En Safico y edificios cercanos había otras corresponsalías extranjeras donde trabajaban, por ejemplo, el francés Jean-Pierre Bousquet, para AFP y los argentinos Pablo Giussani y Oscar Serrat (Associated Press, sita en el mismo edificio que La Nación), entre otros. En la Avenida Córdoba 652 estaban las oficinas de medios de países comunistas o socialistas como la Agencia de Telégrafos de la Unión Soviética (Tass), donde revistaba Isidoro Gilbert. Muchos de estos periodistas aparecerían en las distintas ediciones de los llamados libros negros de la subversión, por difundir al exterior lo que acá se obviaba o censuraba. En la prensa local, sin embargo, podía leerse información dispersa de detenciones -incluso con nombre y apellido-, denuncias de desapariciones, tiroteos falsos y otros eufemismos como llamar “la organización subversiva declarada ilegal en primer término” a ERP o segundo, por Montoneros.
A ese grupo heterogéneo de corresponsales les llegaba, desde el segundo semestre de 1976, los despachos de ANCLA escritos a máquina, ensobrados y enviados de manera masiva a través de buzones del Correo.
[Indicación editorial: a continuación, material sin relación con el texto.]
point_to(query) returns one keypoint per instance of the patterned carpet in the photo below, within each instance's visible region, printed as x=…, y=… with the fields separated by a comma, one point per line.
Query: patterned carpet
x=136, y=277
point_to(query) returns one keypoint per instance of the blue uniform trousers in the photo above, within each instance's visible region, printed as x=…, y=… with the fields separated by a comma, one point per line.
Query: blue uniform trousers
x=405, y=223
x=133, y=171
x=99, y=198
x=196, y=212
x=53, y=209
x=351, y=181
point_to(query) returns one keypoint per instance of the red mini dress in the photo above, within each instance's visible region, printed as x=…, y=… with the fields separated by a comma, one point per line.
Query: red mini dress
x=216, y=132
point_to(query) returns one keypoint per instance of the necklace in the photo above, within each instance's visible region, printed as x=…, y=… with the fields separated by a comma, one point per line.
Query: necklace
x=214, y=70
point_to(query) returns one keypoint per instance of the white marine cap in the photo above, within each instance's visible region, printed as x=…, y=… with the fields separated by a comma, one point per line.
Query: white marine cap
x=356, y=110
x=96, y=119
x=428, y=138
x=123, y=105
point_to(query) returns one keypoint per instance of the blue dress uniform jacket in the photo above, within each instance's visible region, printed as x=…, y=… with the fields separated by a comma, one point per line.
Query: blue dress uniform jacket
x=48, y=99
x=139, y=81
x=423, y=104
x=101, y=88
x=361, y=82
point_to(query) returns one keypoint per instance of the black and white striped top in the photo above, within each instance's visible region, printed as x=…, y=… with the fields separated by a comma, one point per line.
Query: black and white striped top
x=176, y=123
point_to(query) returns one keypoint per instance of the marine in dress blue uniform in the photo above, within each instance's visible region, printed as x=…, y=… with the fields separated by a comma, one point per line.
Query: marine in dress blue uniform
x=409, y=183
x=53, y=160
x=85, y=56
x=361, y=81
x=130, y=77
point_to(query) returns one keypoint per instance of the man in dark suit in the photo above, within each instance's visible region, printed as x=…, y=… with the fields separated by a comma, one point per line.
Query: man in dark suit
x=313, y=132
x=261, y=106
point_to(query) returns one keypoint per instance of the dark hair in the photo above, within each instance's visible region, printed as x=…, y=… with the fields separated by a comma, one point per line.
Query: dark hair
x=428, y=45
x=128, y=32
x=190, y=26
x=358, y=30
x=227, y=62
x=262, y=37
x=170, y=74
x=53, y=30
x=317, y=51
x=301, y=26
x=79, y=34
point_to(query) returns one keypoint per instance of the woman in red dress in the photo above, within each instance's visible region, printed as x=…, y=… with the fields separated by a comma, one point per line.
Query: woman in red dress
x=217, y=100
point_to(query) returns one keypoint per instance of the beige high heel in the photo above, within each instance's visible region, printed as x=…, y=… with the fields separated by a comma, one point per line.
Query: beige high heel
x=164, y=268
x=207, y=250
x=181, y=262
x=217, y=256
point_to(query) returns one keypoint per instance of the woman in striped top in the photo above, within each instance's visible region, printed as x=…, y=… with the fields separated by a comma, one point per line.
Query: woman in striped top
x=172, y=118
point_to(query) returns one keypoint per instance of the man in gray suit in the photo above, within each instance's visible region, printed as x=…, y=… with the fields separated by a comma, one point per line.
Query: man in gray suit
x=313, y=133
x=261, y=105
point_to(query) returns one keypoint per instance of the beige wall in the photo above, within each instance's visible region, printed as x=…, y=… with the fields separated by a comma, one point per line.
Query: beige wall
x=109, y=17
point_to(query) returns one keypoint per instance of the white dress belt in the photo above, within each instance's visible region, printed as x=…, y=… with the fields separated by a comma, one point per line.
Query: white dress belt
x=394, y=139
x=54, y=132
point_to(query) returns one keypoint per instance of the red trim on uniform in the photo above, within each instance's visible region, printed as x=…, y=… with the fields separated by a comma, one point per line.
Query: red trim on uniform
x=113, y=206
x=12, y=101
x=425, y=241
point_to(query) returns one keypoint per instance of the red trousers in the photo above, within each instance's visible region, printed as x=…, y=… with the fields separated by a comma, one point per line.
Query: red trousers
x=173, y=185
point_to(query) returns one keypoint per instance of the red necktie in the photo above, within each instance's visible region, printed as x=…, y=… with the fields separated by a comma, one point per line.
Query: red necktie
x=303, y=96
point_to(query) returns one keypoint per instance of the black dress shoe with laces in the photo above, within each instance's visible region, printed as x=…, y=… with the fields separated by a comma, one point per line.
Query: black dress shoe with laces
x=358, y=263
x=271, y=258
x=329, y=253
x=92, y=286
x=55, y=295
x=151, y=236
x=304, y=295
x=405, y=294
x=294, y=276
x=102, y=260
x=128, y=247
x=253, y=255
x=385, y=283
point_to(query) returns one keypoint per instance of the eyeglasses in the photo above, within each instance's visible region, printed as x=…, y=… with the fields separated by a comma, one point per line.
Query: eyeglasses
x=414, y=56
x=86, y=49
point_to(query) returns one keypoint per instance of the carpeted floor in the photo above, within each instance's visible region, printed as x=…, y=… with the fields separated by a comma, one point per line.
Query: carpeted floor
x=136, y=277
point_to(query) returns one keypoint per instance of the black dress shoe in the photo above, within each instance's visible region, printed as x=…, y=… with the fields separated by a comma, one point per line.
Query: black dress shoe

El rebote en otros continentes aseguraba una cobertura precaria, pero cobertura al fin, no sólo a los corresponsales. Que la noticia saliera en la BBC o Radio Moscú salvaba vidas porque atemorizaba represores o permitía enviar mensajes cifrados, explica Nadra.
Los nuevos moradores de la casa de Triunvirato al 900, casi Ituzaingó, San Vicente, gastan las horas en acondicionarla. Él dice ser profesor de inglés jubilado que responde al apodo de Beto. Ama de casa, ella, pide que la llamen Betty. Desmalezan yuyos con una guadaña, marcan hormigueros con una estaca, se asombran de las palmeras, planifican plantar dos hileras de álamos plateados para la entrada y recuperar un viejo aljibe. Traban amistad con los vecinos nuevos de al lado –un matrimonio con tres niños- que llegan un día en un camión frigorífico; o saludan a otros cuando van al mercado. El sosiego se resquebraja por momentos con el sonido casi permanente de la máquina de escribir. Walsh produce y corrige por partes iguales. “(Walsh) concebía su nueva forma de acción política como una producción totalizadora que abarcaba la denuncia, el testimonio, el análisis político o ideológico, el relato literario. Sus ‘cartas polémicas’ -como las llamaba- tenían un objetivo: denunciar no sólo la represión del poder o la política económica sino todas las otras manifestaciones ideológicas del régimen militar. Había elegido un estilo para esas cartas, el de la invectiva de los latinos”, recordará ella años más tarde. “¡Quousque tandem, Videla, abutere patientia nostra! (¿Hasta cuándo abusarás de nuestra paciencia)?”, grita Beto, en un tono entre épico e irónico como el Cicerón en la Primera Catilinaria, de quien toma esa frase. “Como las invectivas latinas; la palabra escrita con la contundencia de la palabra oral”.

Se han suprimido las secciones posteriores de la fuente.